Os eixos econômicos são tão importantes quanto os políticos. Piketty destacou a extraordinária falta de transparência fiscal no Brasil (defendemos leis que equiparem nossa transparência fiscal aos outros países) e tem como tema central a conveniência de se taxar o dinheiro parado – renda, propriedades, grandes fortunas – em relação ao dinheiro circulante e o consumo, que deve ser desonerado
Cabe ter persistência, acreditar no potencial do país, pressionar até obter a aprovação das leis mais importantes, cobrar sua aplicação.
Mesmo a atual repressão violenta e covarde, como as das meninas no início da Copa e a caça às bruxas aos manifestantes ‘presos políticos’ no seu final, não irá calar o povo heroico – é necessário sempre denunciar toda perseguição ilegal, a qual vem se generalizando. Há boletins médicos oficiais sendo falsificados para esconder a quantidade de feridos, há cidadãos sendo perseguidos por fazerem denúncias.
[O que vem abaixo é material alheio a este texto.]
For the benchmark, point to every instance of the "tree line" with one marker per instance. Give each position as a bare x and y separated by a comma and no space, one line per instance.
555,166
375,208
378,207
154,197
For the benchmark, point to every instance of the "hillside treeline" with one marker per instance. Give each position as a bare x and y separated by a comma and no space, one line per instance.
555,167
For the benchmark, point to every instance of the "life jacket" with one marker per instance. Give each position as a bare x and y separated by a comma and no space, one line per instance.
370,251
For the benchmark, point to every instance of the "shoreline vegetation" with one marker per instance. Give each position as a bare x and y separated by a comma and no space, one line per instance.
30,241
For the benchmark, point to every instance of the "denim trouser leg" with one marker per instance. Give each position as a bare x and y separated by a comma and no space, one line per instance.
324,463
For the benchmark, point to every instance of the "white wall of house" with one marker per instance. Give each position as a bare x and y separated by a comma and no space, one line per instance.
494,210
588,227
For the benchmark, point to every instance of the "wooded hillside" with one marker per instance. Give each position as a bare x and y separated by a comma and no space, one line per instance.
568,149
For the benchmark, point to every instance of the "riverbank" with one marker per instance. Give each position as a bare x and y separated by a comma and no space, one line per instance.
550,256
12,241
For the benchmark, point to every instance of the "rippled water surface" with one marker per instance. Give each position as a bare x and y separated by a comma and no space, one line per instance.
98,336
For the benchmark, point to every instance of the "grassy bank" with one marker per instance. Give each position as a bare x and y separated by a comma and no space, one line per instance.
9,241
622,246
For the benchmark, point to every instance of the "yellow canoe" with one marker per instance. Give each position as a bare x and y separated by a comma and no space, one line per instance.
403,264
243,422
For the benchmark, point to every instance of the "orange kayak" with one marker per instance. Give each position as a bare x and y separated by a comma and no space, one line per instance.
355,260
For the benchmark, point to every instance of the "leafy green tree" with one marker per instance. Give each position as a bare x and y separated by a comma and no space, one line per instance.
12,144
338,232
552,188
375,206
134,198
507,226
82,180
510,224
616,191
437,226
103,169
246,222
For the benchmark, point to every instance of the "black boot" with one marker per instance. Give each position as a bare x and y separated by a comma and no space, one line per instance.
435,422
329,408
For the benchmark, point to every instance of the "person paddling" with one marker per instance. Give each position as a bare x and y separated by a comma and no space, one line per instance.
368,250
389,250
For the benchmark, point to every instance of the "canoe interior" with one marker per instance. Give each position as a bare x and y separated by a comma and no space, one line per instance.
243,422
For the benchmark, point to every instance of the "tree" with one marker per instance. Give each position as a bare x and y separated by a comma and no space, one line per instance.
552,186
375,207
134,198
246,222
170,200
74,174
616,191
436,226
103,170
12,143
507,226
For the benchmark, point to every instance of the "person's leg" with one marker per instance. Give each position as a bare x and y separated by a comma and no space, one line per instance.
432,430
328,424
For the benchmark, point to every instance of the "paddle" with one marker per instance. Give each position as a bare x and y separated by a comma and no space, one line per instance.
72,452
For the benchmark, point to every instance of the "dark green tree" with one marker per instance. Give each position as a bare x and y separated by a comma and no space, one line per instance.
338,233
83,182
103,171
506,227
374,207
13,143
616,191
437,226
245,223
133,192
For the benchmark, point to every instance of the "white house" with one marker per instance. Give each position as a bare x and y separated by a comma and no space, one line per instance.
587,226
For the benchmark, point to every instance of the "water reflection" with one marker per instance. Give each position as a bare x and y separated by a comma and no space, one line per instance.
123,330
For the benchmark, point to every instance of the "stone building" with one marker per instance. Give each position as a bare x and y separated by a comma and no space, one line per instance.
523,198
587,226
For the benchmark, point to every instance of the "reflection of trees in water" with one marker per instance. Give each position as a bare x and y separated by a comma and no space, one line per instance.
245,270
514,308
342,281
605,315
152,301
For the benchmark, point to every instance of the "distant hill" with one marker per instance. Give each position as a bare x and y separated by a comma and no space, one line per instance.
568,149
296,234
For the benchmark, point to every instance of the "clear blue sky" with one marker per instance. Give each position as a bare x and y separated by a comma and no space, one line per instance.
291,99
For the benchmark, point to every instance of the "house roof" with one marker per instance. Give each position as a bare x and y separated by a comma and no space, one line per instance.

As imensas passeatas pacíficas foram invadidas e sabotadas pela violência de fora. Ao final das grandes passeatas de junho surgiam homens fortes de fora que quebravam tudo. O uso de ‘agentes provocadores’ é uma batidíssima estratégia do século XVII para permitir a posterior repressão e criminalização das passeatas. Os Black Bloc vieram meses depois, em resposta à truculência policial.
O que funciona são passeatas controladas tipo “Gandhi”, onde a mídia independente tem um papel importante. Para tanto, é manter o controle dos protestos e documentar o rosto de todos os elementos antissociais, entre policiais truculentos e vândalos infiltrados, para impor grandes manifestações pacificas contra as quais não há o que argumentar.
Os valores e espírito da Pauta das Ruas, suas propostas atuais sendo um primeiro passo, para a consecução do Estado Moderno moral e racional, próspero e transparente, são uma bandeira clara o suficiente pela qual lutar, para unir a sociedade e reunir os milhões que marcharam em junho de 2013.